- Born: 1 July 1921 Machhali Shahar, District Jaunpur, Uttar Pradesh, India.
- Died: 19 November 1972 (aged 51) Delhi, India
- Occupation: Poet
- Known for: Nazms, Ghazals, Journalist, Qat'aa

= Salaam Machhalishahari =

Salaam Machhalishahari (1921-1972), or Salam Machhali Sheri, was an Indian Urdu-language poet.

==Biography==

Machhalishahari was born in Machhali Shahar, a city in District Jaunpur of Uttar Pradesh, on 1 July 1921. He was fluent in Urdu, Persian and English languages. He worked in the Urdu Service Department of the All India Radio, New Delhi. He died on 19 November 1972. Salam Macchlishheri is one of the few poets who escaped the ideological impact of Progressive Writers Movement and wrote a different kind of romantic poetry marked for its spontaneity and naturalness. He was one of the most read poets of his time and had special appeal with young readers.

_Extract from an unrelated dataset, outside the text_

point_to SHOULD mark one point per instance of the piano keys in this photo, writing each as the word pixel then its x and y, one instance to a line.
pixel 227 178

He was born Abdussalam on July 1, 1921 at Mahatwana Macchlishehr in Jaunpur district. He was first made to learn Quran by heart. In 1935, he passed the middle school examination from a District Board school. He could complete only his high school education after which he got an employment and worked for Allahabad University library. During his service in the library, he got an opportunity to study the literatures of several languages. In 1933, he changed his job and worked as a script writer at Lucknow radio station. While in Lucknow, he also acted as the honorary editor of the University magazine called Mizraab. In 1952, he was promoted as Assistant Producer and posted at Srinagar radio station. After his tenure there, he was promoted as Producer and sent to Delhi radio station. For his cumulative contribution, the prestigious Padma Sri award was also conferred on him.

==Literary career==

Many of Machhalishahari’s ghazals have been put to music and sung
by Jagjit Singh. Machhalishahari also wrote sonnets in Urdu. He was actively associated with the Progressive Writers Movement. In his Marathi article "Geet Yatre", Madhav Moholkar asserted that Faiz Ahmed Faiz, Majaz, Jazbi, Salaam Machhalishahari, Sahir Ludhianvi and other poets had started a new era of progressive poetry in Urdu literature.

In 1996, the Urdu Academy published selected poems with the title Intekhab Salam Machhali Shehri ISBN 8171211011.
A critical appraisal of his life and literary contributions is Aziz Indori's Salaam Machhalishahari – Shakhsiyat aur Funn.